Discours de Macron : décoloniser les idées en débusquant la manip des mots
Une contribution d’Ali Akika – La voie sûre, les moyens efficaces pour faire reculer l’aliénation idéologique, c’est de faire un séjour dans la gueule du loup de l‘oppresseur, expression de Kateb Yacine. Ce grand écrivain est aussi l’auteur de la langue française, butin de guerre. Des opportunistes toujours aux aguets ont détourné ces deux expressions à leur profit. Ils n’ont jamais vécu dans la gueule du loup pour sentir les crocs de cet animal sauvage. Et ils ont poussé le culot de retourner, restituer sous forme d’éloge, le butin de guerre conquis par la lutte et les souffrances.
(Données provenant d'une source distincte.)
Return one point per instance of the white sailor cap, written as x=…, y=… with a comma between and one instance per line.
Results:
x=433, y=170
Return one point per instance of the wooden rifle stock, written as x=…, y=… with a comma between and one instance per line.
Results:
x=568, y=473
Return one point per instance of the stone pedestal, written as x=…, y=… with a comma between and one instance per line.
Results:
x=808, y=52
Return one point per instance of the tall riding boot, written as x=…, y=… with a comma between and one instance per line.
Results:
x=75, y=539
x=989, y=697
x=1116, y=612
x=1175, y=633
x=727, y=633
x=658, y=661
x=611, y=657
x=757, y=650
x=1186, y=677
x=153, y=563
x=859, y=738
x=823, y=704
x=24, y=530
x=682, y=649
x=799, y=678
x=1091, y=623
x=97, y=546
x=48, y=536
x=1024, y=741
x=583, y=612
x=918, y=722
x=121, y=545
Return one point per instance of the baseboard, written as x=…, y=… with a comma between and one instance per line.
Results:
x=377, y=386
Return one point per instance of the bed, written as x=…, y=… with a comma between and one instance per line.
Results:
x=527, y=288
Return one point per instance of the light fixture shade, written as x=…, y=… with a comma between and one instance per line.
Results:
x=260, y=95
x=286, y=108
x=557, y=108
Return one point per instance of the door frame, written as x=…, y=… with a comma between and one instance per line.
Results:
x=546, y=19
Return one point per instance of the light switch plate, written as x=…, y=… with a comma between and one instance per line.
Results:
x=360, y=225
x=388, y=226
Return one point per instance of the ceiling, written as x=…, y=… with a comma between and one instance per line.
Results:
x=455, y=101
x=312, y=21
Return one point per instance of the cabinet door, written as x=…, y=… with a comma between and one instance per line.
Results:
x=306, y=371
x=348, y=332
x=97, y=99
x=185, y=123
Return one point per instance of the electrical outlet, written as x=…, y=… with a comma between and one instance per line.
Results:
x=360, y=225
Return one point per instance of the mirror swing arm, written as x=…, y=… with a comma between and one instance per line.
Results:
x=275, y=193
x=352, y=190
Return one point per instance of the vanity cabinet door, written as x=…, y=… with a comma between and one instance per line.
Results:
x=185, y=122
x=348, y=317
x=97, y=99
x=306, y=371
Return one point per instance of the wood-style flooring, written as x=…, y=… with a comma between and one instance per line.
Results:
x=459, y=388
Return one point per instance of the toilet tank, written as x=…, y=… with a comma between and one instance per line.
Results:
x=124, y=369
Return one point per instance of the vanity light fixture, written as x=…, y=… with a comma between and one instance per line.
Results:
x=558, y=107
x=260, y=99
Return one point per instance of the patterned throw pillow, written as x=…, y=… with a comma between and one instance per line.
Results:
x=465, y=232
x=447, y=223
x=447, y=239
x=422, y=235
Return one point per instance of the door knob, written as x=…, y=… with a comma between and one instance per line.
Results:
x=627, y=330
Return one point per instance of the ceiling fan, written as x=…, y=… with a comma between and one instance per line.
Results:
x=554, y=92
Comment ne pas être furieux contre ces petits soldats de «la littérature» qui détournent la belle langue d’Arthur Rimbaud, de Vallès, d’Eluard et de tant d’autres grandes plumes pour jouir d’une petite rente que le colonialisme honteux leur distribue. Il faut se poser la question pourquoi les Kateb, Dib, Boudjedra, Sénac n’ont jamais été inscrits au tableau de prestigieux prix littéraires. Cela dit, ces grands écrivains n’ont jamais souffert de cet oubli ou anomalie car ils savent, eux, ce qu’est la littérature de l’estomac.
Comme l’appareil idéologique de l’Occident ne produit plus grand-chose pour échapper à l’ennui, il invente des historiettes qu’il veut faire passer pour de la grande aventure de jadis. Parce qu’il a dominé le monde depuis quelque quatre siècles, il se croit autorisé d’effacer quelque 10 000 années vécues par d’autres parties du monde qui l’ont aidé à cultiver la terre pour enfin arrêter son harassante errance à la recherche de gibier pour sa pitance. Lui ont fait découvrir l’écriture pour communiquer, lui ont donné les secrets du papier pour écrire ses états d’âme, ceux de la boussole pour se repérer et enfin de la poudre pour s’adonner à son jeu préféré, comme en Amérique, massacrer des populations pour prendre leurs places.
Comme il ne peut évidemment pas effacer cette longue Histoire de 10 000 ans, il a cru pouvoir user d’un subterfuge pour arriver à son objectif, annoncer la fin de l’Histoire par la bouche d’un sociologue, Fukuyama, qui voulait sortir de l’anonymat et goûter au plaisir de la célébrité. Ce monsieur fit coïncider sa fin de l’Histoire avec le triomphe du capitalisme et son moteur idéologique, la démocratie libérale. Après lui, on eut un autre acteur qui, du haut de son magistère de président de la République française, déclara sans rougir que l’Afrique n’est pas encore entrée dans l’Histoire. Il n’a pas dû visiter le Musée des arts anciens à Paris où les trésors de ce continent ont inspiré les arts de la sculpture et de la peinture. Et le grand Picasso a peint Guernica, une fresque contre le fascisme qui allait montrer son visage hideux en inventant l’industrie de la déstructuration massive des hommes.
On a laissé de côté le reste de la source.